Carbon12 uses Douglas fir lumber in its columns, beams and the bottom layer of the exposed CLT panels. The interior of the panels are spruce-pine-fir (SPF) from the forests of British Columbia, including those infested by the Mountain pine beetle. While the beetle kill wood’s beauty has been diminished, the strength of the lumber remains. Finding a good use for this damaged wood decreases fire risk and increases the overall health of the forest.
- Learn more about Douglas firs
Read more about Mountain pine beetle
Beetle kill references trees that have been infected by the Mountain pine beetle. The pine beetle burrows through the bark and leaves a fungus in its wake that it is easy to spot. Most lumber has a “blue” discoloration in various areas and can have pin needle sized holes or grooves. Eventually this fungus would kill the tree. Infected or dead trees are then left standing in the forest where they are susceptible to forest fires or decomposition which allows its stored carbon to be released back into the atmosphere. Removal of these trees from the forest promotes health regeneration and further carbon sequestration.
Responsible timber harvest for long-lived wood products like mass timber helps reduce the risk of wildfire and disease and provides climate-positive materials for our economy.

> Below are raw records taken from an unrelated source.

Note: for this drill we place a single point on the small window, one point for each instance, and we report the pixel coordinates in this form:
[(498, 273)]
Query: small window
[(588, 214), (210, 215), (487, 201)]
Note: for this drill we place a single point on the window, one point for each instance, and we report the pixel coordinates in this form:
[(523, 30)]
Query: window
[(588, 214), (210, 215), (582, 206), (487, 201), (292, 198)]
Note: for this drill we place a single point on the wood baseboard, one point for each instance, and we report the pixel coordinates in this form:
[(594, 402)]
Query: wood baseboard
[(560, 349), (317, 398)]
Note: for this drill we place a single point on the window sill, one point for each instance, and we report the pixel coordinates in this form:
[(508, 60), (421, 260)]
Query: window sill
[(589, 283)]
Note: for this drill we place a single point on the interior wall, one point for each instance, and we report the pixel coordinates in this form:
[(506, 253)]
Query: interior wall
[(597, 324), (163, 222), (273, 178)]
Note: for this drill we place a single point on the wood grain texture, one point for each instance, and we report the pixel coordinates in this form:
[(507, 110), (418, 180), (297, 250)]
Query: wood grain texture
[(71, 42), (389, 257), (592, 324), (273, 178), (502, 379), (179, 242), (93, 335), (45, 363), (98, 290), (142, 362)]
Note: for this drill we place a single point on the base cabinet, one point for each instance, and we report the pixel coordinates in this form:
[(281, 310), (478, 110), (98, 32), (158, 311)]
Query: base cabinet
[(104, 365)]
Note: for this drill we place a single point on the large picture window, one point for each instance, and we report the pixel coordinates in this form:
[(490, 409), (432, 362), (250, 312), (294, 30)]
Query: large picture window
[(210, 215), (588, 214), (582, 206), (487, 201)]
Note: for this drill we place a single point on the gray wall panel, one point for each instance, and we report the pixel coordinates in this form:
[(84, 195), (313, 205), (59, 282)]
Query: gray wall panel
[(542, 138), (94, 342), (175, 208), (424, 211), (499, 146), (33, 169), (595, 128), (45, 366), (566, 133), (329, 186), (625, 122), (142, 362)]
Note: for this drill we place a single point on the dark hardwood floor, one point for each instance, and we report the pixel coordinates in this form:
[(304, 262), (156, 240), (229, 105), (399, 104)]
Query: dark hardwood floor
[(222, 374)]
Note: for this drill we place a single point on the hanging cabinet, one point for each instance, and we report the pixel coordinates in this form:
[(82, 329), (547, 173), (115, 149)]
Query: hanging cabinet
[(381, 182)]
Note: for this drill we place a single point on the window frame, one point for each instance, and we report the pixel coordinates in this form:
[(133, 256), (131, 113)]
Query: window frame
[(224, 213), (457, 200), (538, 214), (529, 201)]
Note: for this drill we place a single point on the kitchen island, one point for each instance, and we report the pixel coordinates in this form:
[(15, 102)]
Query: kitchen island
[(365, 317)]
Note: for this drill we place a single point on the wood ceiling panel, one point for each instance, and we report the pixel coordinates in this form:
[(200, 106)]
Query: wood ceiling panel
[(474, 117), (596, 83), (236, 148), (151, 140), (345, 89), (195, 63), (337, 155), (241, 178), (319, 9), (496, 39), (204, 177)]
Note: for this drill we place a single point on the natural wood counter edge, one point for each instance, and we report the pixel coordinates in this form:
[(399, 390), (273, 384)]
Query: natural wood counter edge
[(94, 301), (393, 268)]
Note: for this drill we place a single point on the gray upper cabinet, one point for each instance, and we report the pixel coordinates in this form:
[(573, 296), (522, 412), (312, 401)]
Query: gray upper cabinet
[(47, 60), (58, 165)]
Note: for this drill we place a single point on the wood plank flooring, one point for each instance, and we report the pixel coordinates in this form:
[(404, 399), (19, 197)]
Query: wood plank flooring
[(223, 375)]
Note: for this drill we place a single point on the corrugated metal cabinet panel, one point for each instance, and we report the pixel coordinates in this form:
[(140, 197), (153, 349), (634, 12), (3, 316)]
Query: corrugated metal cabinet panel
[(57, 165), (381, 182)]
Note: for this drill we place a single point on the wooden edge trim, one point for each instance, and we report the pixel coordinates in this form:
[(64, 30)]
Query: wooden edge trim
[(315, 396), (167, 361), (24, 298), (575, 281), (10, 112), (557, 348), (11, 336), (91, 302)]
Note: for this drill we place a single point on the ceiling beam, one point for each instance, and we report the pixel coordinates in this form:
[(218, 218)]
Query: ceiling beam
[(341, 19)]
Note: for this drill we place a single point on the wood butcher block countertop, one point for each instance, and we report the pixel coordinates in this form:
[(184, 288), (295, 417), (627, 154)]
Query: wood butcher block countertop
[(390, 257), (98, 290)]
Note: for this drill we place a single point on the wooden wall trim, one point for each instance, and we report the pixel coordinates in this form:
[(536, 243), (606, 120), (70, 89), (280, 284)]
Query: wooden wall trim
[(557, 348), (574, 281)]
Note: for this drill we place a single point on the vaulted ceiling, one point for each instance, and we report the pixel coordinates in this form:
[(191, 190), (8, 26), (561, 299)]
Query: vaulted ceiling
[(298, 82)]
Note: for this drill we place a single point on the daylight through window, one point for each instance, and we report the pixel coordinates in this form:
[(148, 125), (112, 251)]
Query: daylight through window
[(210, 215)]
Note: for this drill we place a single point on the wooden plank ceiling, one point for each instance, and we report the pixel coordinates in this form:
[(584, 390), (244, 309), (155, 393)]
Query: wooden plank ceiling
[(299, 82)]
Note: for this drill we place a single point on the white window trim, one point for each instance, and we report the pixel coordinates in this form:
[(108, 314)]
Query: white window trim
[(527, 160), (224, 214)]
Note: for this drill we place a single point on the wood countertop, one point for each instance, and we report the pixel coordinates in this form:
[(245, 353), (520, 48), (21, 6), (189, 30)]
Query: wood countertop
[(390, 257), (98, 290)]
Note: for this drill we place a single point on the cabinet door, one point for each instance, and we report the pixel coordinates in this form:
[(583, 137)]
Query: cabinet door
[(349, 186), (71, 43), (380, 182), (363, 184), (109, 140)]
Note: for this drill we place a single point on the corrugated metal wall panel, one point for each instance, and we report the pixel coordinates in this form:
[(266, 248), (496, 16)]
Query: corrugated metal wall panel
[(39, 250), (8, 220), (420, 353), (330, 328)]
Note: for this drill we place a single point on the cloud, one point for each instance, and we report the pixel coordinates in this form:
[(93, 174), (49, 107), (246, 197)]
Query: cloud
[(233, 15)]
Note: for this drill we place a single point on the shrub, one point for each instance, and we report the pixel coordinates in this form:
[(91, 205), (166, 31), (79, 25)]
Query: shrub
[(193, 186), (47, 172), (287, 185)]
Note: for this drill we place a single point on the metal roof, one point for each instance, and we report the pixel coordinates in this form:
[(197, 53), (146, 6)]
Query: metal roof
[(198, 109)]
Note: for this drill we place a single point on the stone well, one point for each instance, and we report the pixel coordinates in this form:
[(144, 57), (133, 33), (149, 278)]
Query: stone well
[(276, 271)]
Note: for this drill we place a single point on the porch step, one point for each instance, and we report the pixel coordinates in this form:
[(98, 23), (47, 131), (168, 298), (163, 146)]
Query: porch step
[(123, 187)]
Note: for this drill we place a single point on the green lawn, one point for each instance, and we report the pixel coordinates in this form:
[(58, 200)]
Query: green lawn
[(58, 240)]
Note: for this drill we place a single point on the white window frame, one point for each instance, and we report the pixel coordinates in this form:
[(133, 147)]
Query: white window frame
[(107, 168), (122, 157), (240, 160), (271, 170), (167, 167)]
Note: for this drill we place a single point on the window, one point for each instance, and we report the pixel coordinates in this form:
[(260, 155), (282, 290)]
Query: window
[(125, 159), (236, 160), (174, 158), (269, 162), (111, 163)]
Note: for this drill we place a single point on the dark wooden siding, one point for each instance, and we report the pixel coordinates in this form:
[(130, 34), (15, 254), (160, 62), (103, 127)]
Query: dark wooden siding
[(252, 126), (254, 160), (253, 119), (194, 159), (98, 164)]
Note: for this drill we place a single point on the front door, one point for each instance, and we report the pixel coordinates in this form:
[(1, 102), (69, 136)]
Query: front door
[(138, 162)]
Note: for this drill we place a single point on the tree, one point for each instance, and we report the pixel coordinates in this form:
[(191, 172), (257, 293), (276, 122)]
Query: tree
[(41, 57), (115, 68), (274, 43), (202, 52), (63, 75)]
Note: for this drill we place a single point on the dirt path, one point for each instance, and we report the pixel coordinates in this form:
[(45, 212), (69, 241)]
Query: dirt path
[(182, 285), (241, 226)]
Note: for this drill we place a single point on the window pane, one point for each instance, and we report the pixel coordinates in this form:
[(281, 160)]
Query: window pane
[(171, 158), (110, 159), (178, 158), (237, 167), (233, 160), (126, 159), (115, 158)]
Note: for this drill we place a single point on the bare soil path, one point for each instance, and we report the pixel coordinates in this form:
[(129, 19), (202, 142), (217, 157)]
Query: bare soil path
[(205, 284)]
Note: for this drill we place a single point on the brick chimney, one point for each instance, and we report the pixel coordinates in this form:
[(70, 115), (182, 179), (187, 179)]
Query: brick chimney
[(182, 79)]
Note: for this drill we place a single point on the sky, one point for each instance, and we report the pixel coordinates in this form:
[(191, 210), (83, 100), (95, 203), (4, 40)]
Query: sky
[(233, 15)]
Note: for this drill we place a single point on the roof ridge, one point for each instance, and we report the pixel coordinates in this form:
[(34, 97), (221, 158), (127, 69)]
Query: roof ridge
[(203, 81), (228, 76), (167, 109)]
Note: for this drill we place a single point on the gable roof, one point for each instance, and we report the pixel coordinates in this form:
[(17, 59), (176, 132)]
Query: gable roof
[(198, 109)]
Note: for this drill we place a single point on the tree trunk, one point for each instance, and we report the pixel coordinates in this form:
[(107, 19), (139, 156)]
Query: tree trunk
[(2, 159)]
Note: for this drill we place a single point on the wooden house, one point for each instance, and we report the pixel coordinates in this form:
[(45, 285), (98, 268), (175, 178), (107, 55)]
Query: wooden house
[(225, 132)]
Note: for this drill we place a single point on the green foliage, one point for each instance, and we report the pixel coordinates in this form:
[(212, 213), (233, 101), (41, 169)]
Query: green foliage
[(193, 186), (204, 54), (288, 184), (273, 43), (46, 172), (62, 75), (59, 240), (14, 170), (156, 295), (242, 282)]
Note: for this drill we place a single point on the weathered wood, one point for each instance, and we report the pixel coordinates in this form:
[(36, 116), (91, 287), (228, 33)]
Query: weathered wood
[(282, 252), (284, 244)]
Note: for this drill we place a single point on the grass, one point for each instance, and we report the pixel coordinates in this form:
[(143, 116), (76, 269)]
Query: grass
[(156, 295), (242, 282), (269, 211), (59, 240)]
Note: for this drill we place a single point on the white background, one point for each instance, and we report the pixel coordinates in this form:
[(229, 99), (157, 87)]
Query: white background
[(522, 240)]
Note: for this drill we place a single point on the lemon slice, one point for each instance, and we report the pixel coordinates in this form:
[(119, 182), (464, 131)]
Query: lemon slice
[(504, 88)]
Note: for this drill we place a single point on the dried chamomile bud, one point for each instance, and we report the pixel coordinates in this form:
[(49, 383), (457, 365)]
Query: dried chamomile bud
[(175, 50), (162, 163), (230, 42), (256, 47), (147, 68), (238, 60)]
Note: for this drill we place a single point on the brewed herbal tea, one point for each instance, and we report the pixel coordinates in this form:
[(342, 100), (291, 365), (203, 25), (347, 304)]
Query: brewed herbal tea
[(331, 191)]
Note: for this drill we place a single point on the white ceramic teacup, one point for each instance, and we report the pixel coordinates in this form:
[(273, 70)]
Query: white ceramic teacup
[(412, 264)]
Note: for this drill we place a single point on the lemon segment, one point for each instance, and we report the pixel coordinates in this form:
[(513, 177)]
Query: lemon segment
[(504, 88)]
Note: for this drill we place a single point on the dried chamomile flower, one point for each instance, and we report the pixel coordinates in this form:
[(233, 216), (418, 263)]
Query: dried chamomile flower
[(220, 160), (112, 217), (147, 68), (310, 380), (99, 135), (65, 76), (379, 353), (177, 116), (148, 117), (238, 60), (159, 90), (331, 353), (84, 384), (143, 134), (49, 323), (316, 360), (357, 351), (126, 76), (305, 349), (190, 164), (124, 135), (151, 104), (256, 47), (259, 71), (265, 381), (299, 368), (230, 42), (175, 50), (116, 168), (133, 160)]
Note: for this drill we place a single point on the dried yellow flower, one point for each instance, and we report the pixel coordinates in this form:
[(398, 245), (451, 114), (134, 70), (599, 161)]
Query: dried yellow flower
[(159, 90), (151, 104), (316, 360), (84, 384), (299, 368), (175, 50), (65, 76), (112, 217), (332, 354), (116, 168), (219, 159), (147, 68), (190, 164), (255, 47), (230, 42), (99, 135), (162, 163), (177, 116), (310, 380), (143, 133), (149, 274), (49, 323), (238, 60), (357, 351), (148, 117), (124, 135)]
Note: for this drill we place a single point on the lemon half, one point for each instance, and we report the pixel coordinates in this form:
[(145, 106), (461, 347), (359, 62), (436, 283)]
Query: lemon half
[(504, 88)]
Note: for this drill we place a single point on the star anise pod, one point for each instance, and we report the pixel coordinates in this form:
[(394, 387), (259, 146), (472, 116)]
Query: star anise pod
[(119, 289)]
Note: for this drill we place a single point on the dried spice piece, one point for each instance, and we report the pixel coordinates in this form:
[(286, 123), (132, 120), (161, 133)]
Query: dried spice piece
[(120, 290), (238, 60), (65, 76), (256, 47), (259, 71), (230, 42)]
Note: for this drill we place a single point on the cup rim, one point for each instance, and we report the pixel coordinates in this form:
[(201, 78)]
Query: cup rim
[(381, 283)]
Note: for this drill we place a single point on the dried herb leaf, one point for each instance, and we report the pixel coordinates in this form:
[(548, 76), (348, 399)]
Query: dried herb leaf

— Mark Wishnie, Director of Global Forestry and Wood Products, The Nature Conservancy
Working with Our Forests
It may surprise many Americans that the United States has some of the largest tree stands in the world. We have more trees standing in America today than we did 100 years ago. Since 1953, the US annual net timber growth has exceeded annual harvest. Because Oregon’s forests are currently growing twice as much wood annually than is harvested, there is a surplus of trees and the potential for increased harvesting if done properly.
Unfortunately, many of the forests in our country are threatened from undermanagement. Global climate change is creating some of the hottest temperatures on record, and some of the coldest winters. These extreme conditions allow insects and diseases to flourish, moving through our forests unabated. Millions of acres of beetle kill wood sit unharvested, leaving a tinder box for forest fires.
The removal of dead and dying timber, the use of controlled burns, and the removal of carefully selected timber stands promotes regrowth of healthy trees. This, in turn, maintains a healthy habitat for wildlife and lessens the potential for large scale, devastating wildfires. Since CLT and mass timber use small-diameter trees, these properly managed approaches support the use of mass timber.
Mass timber buildings constructed with wood from climate-smart forests in the Pacific Northwest are an effective and powerful solution to the climate crisis.
— Brent Davies, VP Forests & Ecosystem Services, Ecotrust
Did You Know?
132 tons of carbon were sequestered in the CLT, glulam columns and beams of Carbon12.
The use of concrete is so ubiquitous that it renders it almost invisible — seen as inconsequential and inevitable. Yet concrete production releases millions of tons of carbon dioxide per year, far faster than trees can absorb. In fact, concrete is second only to water as the most-consumed resource on the planet. If concrete production were a country, it would sit behind only the United States and China as a producer of carbon emissions. Source
Revitalizing Rural Economies
In Oregon, once considered the Timberland Empire, timber represented more than 50% of the state’s economy. As of 2019, the figure is below 12% and falling — and not for lack of inventory. Formerly thriving timber towns are now struggling to provide basic services such as schools, law enforcement, and public libraries. Young people are fleeing to the cities and better-paying jobs. An investment in mass timber could be the catalyst for a momentous revitalization of small timber towns.
If urban centers started using mass timber as the primary material in large scale buildings, rural logging and lumber industries of the Pacific Northwest would be turned back on. Well-paying jobs would be available in mills and new advances in equipment would mean increased efficiency and improved safety. Large tracts of dormant timber stands could then be harvested and replanted as demand for lumber increases.
Did You Know?
More than 76% of Oregon’s timber harvest production comes from forest lands that are owned by private companies, small private families, and native tribes.
Historic Wood Buildings
Across the world, wood structures range from log cabins, simple homes, opulent mansions, soaring warehouses, ancient temples and more.
Horyuji Temple — Considered the oldest standing wood structure in the world, this temple in Japan has stood the test of time for 1300 years.
Tillamook Air Museum — The air museum in Oregon is currently the largest wooden building in the world. Built in 1923, this giant blimp hangar covers seven acres and is 15 stories high.